Cybercriminals are moving towards zero-day attacks affecting resource-constrained devices such as single-board computers (SBC). Assuming that perfect security is unrealistic, Moving Target Defense (MTD) is a promising approach to mitigate attacks by dynamically altering target attack surfaces. Still, selecting suitable MTD techniques for zero-day attacks is an open challenge. Reinforcement Learning (RL) could be an effective approach to optimize the MTD selection through trial and error, but the literature fails when i) evaluating the performance of RL and MTD solutions in real-world scenarios, ii) studying whether behavioral fingerprinting is suitable for representing SBC's states, and iii) calculating the consumption of resources in SBC. To improve these limitations, the work at hand proposes an online RL-based framework to learn the correct MTD mechanisms mitigating heterogeneous zero-day attacks in SBC. The framework considers behavioral fingerprinting to represent SBCs' states and RL to learn MTD techniques that mitigate each malicious state. It has been deployed on a real IoT crowdsensing scenario with a Raspberry Pi acting as a spectrum sensor. More in detail, the Raspberry Pi has been infected with different samples of command and control malware, rootkits, and ransomware to later select between four existing MTD techniques.

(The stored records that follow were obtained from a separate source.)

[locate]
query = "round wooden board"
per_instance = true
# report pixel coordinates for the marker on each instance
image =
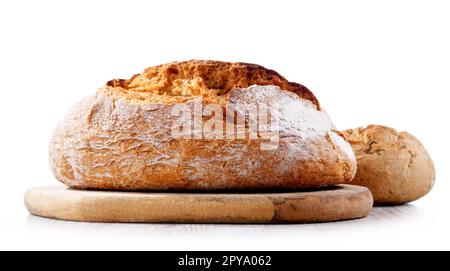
(340, 202)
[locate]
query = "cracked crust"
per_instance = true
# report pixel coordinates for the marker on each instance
(121, 137)
(393, 165)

A set of experiments demonstrated the suitability of the framework to learn proper MTD techniques mitigating all attacks (except a harmfulness rootkit) while consuming <1 MB of storage and utilizing <55% CPU and <80% RAM.

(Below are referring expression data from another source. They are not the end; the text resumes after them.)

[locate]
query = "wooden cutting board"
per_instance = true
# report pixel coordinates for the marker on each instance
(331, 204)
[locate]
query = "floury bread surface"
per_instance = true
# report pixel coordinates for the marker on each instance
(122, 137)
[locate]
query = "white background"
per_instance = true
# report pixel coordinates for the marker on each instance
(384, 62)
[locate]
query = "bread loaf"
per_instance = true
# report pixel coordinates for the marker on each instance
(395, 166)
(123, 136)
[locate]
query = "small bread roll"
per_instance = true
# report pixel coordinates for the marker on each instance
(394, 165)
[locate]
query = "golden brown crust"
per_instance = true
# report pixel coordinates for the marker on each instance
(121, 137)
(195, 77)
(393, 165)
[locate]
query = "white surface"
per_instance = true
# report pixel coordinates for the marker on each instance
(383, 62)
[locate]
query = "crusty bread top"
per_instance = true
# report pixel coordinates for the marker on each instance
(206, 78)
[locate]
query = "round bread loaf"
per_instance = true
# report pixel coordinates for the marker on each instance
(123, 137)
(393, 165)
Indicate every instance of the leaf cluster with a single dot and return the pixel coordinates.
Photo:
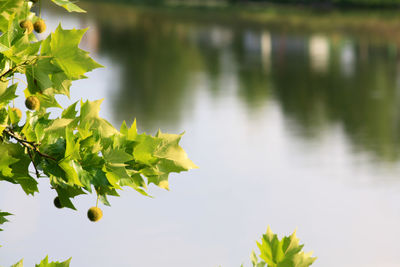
(80, 152)
(286, 252)
(45, 263)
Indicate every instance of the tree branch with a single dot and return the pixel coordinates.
(27, 144)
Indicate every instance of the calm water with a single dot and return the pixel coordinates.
(290, 128)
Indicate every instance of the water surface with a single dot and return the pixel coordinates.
(291, 127)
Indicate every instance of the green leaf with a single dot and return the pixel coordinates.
(283, 253)
(7, 94)
(45, 263)
(19, 264)
(62, 46)
(14, 167)
(68, 5)
(2, 217)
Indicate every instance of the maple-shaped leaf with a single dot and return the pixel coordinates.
(63, 47)
(283, 253)
(14, 167)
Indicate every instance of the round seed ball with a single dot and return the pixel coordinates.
(32, 103)
(95, 214)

A Lightweight Moving Target Defense Framework for Multi-purpose Malware Affecting IoT Devices

Malware affecting Internet of Things (IoT) devices is rapidly growing due to the relevance of this paradigm in real-world scenarios. Specialized literature has also detected a trend towards multi-purpose malware able to execute different malicious actions such as remote control, data leakage, encryption, or code hiding, among others. Protecting IoT devices against this kind of malware is challenging due to their well-known vulnerabilities and limitation in terms of CPU, memory, and storage. To improve it, the moving target defense (MTD) paradigm was proposed a decade ago and has shown promising results, but there is a lack of IoT MTD solutions dealing with multi-purpose malware. Thus, this work proposes four MTD mechanisms changing IoT devices' network, data, and runtime environment to mitigate multi-purpose malware. Furthermore, it presents a lightweight and IoT-oriented MTD framework to decide what, when, and how the MTD mechanisms are deployed. Finally, the efficiency and effectiveness of the framework and MTD mechanisms are evaluated in a real-world scenario with one IoT spectrum sensor affected by multi-purpose malware.